Despite the mythical stories of paperless offices and legal proceedings, civil trials still do, unfortunately, certainly take up a lot of paper. At the outset of such proceedings many will have seen students and lawyers wheeling up boxes of documents and briefs to the various Courthouses around Osgoode Hall at Queen and University. These boxes are dutifully trundled to the courtroom unpacked and then their contents often strewn hither and yon in the pitch of the courtroom battle. By the end of the trial all those documents and often many more that have been produced during the currency of the proceedings are dutifully bundled up and trundled back to law offices from Courthouses to be re-organized in the event there is an appeal or the proceeding somehow needs to be re-visited. This case was no different and at the end of the trial myriads of briefs, casebooks and documents had to be re-packed into the boxes and schlepped back to the office.

When the trial before the Hon. Justice MacDonald concluded, the media thronged around Rob looking for comment or some further item of interest. Rob really didn’t pay much attention to them. He was at that moment probably the most famous (some would say notorious but in this day and age that distinction seems to have become rather blurred) Canadian on the planet. News stories about him and the proceedings had turned up from as far away as Africa and Australia but Rob didn’t seem to pay much attention to all the hoopla. Rob really just didn’t seem to notice.

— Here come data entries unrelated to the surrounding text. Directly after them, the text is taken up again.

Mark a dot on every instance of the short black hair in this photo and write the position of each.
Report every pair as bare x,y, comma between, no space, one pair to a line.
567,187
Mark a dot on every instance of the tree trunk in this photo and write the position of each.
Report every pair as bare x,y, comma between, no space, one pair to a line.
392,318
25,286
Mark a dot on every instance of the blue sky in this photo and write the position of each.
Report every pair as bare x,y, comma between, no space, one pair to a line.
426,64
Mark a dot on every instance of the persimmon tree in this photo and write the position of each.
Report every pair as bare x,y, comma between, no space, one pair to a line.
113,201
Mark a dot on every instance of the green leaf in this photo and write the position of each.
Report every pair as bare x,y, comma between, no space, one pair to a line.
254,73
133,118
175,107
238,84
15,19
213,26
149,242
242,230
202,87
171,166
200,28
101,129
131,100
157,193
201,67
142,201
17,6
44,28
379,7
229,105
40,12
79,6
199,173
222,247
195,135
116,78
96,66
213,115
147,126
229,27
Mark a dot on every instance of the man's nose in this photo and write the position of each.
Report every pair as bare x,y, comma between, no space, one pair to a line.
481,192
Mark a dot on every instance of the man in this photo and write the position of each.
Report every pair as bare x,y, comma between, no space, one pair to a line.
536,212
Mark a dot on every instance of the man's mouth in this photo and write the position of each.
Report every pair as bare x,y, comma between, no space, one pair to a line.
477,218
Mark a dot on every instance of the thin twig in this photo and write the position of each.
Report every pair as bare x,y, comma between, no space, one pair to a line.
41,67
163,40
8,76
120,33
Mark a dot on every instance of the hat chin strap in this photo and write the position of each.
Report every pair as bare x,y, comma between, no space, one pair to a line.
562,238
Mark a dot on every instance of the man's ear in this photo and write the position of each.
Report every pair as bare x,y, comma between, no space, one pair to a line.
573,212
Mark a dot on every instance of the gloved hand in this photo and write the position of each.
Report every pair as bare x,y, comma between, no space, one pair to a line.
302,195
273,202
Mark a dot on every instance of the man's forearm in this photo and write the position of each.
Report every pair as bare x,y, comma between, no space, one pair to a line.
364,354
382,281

It was when we started the inevitably tedious task of putting away all of the materials and lugging the boxes of documents back to the office that I saw Rob in a new light and I think I got a glimpse of the reason for his mass appeal. Lugging back case materials was always my least favourite aspect of litigation. The boxes were heavy and at the end of a case you are generally worn out. The last thing one wanted to do was pack and carry boxes. But it had to be done. While I hated this job, clients usually left the lawyers to it and made them earn their hourly rates with a little manual labour. Not so Rob Ford.

When the trial ended and we started to pack up the materials with an articling student and associate from the office to help with the chore, Rob didn’t miss a beat. He immediately started packing up the materials into the boxes and lugging them onto the cart. He ignored the bleating requests from the media and set to the task at hand. I was floored. The Mayor of Canada’s largest City was ignoring the media and instead helping his lawyers pack up and lug boxes. The thought of a politician missing a photo op or opportunity to pontificate to the media is difficult to imagine. That’s when it dawned on me what all the hoopla was about. It was pretty simple really, Rob was the guy who helped with the boxes. He didn’t plan it and it wasn’t an act for the cameras – there was nothing phony or contrived about it. He did it naturally and without any pretence whatsoever and I think that’s why people loved him. 

Many will criticize Rob as time passes and the usual period of faux respect by his critics fades. Whether that criticism is deserved or not is not for me to say. I know, however, that regardless of all the critics Rob to me was the genuine article. It wasn’t beneath him to lug boxes; in fact, it was his first thought to pitch in. While any other politician would have glommed onto the cameras and the media Rob helped lug the boxes.

I’m sure that many who hear this story will think it a rather silly and insignificant thing and they are undoubtedly right. Politicians should be focussed on more important issues than manual labour. The outpouring of stories from everyday citizens about Rob helping them with this or that or simply returning their phone calls was a little overwhelming following his recent death. In that courtroom Rob reminded me that it’s the little things that you do for people that they remember if it’s done from the right place; like lifting the boxes.